Obtaining A High Value Branched Bio-Alkane From Biomass-Derived Levulinic Acid Using Raney (R) As Hydrodeoxygenation Catalyst

Compared to 5-HMF (C6H6O3), angelica lactone (C5H6O2) is a platform compound that has more potential for biomass-derived high performance bio-alkane fuel production due to a C=C bond in the molecular structure, leading to a C-C coupling intermediate (C10 self-aggregation dimer) and higher C : O ratio (2.5), resulting in lower hydrogen consumption for the subsequent hydrodeoxygenation process.
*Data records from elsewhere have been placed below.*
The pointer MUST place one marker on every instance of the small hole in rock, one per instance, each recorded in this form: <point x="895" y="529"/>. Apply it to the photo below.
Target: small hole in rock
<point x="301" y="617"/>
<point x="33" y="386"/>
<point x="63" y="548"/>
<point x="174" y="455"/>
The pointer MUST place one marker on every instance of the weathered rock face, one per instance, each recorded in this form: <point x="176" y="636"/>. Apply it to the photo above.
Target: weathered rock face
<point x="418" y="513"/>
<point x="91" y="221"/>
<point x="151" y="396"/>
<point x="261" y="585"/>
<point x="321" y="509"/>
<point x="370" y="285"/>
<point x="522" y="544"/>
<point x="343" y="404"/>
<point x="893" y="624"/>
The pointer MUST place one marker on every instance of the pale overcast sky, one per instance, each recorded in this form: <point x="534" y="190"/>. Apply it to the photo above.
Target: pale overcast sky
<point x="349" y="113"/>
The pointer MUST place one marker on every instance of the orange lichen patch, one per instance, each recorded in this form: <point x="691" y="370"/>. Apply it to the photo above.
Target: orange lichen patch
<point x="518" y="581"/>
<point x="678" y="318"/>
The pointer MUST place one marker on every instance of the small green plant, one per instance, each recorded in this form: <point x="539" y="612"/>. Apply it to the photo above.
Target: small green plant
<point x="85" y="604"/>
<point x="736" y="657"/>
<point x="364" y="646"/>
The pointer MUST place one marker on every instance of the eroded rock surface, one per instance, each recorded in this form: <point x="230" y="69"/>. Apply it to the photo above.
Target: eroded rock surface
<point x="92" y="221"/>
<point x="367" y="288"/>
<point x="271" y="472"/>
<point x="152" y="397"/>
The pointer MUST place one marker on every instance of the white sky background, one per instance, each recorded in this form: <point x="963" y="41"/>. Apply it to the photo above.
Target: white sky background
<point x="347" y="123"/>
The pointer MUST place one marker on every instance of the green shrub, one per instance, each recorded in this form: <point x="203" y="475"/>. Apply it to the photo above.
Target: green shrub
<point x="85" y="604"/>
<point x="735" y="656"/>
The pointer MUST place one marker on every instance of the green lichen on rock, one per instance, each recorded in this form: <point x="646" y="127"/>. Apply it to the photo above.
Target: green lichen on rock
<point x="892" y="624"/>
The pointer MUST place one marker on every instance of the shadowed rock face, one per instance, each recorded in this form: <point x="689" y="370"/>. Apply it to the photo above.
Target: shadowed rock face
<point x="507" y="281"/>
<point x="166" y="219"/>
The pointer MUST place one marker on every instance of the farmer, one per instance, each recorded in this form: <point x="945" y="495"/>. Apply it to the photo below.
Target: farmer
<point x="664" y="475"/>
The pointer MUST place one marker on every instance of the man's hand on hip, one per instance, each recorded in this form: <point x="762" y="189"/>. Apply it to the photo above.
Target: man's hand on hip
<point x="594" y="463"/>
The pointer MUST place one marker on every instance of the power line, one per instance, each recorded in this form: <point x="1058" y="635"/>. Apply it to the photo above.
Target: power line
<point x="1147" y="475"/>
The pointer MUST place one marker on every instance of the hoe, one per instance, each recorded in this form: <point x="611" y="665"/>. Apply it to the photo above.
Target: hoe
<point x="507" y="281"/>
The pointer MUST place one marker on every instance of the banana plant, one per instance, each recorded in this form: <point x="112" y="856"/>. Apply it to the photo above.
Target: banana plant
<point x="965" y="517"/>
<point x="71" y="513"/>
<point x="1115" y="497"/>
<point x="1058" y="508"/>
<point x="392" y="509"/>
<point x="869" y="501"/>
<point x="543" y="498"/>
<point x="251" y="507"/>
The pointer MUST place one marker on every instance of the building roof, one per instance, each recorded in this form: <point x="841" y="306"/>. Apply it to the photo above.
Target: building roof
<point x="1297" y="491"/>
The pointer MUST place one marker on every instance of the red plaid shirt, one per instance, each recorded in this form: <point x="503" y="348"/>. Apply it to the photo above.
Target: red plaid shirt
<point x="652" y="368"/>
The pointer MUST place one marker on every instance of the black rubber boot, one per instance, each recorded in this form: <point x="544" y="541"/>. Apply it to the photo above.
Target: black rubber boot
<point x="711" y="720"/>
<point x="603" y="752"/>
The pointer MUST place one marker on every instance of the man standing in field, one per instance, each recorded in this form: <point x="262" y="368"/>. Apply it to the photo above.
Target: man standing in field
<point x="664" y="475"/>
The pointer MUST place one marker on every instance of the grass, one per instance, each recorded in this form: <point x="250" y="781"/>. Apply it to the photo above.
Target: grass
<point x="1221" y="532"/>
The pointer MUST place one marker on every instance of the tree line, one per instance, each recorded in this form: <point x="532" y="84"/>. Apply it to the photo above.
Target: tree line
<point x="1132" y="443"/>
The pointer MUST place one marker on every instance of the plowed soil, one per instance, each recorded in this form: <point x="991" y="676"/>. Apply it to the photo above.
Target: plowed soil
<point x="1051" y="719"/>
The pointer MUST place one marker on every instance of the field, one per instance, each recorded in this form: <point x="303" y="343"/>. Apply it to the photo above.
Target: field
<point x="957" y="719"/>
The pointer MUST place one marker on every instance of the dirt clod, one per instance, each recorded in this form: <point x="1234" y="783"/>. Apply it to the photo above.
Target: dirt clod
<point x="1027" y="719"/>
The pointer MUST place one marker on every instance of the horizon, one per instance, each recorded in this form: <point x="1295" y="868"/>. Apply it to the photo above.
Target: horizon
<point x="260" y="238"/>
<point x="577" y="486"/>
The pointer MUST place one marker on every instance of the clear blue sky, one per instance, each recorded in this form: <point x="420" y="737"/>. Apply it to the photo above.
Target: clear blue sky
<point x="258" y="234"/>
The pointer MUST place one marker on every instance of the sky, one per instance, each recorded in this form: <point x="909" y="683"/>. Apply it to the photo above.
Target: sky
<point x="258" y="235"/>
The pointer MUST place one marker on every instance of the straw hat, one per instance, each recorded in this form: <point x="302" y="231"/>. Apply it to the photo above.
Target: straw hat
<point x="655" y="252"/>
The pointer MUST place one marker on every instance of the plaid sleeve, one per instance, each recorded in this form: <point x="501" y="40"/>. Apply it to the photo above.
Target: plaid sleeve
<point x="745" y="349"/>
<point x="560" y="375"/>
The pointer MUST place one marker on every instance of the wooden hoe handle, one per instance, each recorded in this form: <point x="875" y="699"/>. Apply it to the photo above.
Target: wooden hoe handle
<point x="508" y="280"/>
Biomass-derived levulinic acid was used as the only starting raw material to produce C10 branched alkanes. First, carboxyl and carbonyl functional groups of levulinic acid under catalysis via intramolecular esterification and dehydration yielded angelica lactone, which included two isomers of angelica lactone (alpha-angelica lactone and beta-angelica lactone). Secondly, angelica lactone di/trimers would be obtained by angelica lactone self-aggregation: alpha-angelica lactone and beta-angelica lactone connecting via C-C bond coupling. Finally, these intermediate products are selectively hydrodeoxygenated over a RANEY (R) catalyst to obtain C7-C10 branched alkanes. Nearly a 90% yield can be achieved under 483 K and 5 MPa H-2 and the C10 branched alkane product, 3-ethyl-4-methyl heptane, accounts for 75% of the same.